Es ist zugleich Deutschlands erster Neubau eines liberalen jüdischen Gotteshauses nach dem Zweiten Weltkrieg. Unter einem Stoff-Baldachin trugen die zwei jüngsten Gemeindemitglieder die Thorarollen in den Rundbau. Die 100 Jahre alte koschere Thora wurde in Deutschland geschrieben, war kurze Zeit in Israel und später in den USA, wie die New Yorker Rabbinerin Jo David den Gästen mitteilte. Die Einhebung der Thora, der jüdischen heiligen Schrift, erfolgte durch Rabbinerin Irit Shillor.
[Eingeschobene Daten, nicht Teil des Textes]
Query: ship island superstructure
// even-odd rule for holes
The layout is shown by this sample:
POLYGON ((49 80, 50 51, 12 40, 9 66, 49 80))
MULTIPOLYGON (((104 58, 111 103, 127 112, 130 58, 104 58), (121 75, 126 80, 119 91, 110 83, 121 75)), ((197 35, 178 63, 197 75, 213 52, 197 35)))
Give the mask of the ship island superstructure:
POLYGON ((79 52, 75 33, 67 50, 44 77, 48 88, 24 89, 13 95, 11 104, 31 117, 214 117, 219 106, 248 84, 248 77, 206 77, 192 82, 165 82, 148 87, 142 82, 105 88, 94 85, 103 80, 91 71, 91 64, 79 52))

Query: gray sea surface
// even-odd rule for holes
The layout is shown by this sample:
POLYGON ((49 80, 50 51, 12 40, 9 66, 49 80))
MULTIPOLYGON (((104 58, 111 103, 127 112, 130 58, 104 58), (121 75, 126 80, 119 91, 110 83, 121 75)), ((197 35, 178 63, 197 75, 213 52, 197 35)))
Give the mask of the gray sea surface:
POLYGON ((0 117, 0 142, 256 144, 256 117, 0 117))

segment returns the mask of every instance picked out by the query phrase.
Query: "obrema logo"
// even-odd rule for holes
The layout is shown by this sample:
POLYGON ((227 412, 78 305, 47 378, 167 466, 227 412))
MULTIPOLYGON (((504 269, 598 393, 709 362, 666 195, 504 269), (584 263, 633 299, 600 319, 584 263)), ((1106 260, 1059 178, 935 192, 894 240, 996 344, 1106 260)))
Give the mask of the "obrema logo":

200 Mitglieder aus zwölf Nationen seien nun in der neuen Synagoge zu Hause, sagte Rachel Dohme, die Gemeindevorsitzende. "Wir stehen buchstäblich auf den Schultern von denen, die vor uns kamen." Im Namen der Landesregierung in Hannover gratulierte Niedersachsens Kulturstaatsminister Bernd Althusmann (CDU). "Für unser Land ist es ein historischer Tag." Er mache deutlich, dass sich jüdisches Leben in Niedersachsen wieder verwurzele. Mittlerweile gebe es in dem Flächenland 16 jüdische Gemeinden mit 9.000 Mitgliedern. "Land, Kreise und Gemeinden helfen überall mit, dass sich die wachsenden Gemeinden finanzieren können", versicherte der Minister.



"Zeichen, dass wir da sind"

Die neue Hamelner Synagoge kostete gut eine Million Euro. Davon übernahm das Land ein Drittel der Bausumme. Über 30 Prozent steuerten der Landkreis Hameln-Pyrmont und die Stadt Hameln dazu, ein Drittel hat die Stiftung "Liberale Synagoge Hameln" übernommen.



Jede neue Synagoge sei ein Zeichen, dass "wir da sind", meinte Generalsekretär Stephan Kramer vom Zentralrat der Juden in Deutschland. Kramer erinnerte an die "staatlich organisierte Zerstörung" von Synagogen am 9. November 1938. Man sei noch nicht soweit, diesen "Meilenstein auf dem Weg zur Schoa" zu vergessen, so Kramer. Noch immer gebe es in Europa Antisemitismus und Rassismus. "Wenn einer diffamiert wird, werden alle diffamiert", betonte Kramer.



Die jüdische Gemeinde Hameln versteht sich als liberal. Anders als bei den orthodoxen Anhängern kann die Liturgie auch in der jeweiligen Landesprache gefeiert werden. Weiteres Kennzeichen: Frauen und Männer sind in allen religiösen Angelegenheiten gleichberechtigt. So können beispielsweise auch Frauen das Rabbineramt praktizieren. Liberal bedeutet ebenso, dass gegenüber der nichtjüdischen Gesellschaft eine offene Haltung besteht. Die 1997 gegründete jüdische Gemeinde entstand durch den Zuzug von Juden aus der ehemaligen Sowjetunion. Neben Religions- und Deutschunterricht bietet die Gemeinde zahlreiche kulturell geprägte Freizeitveranstaltungen an.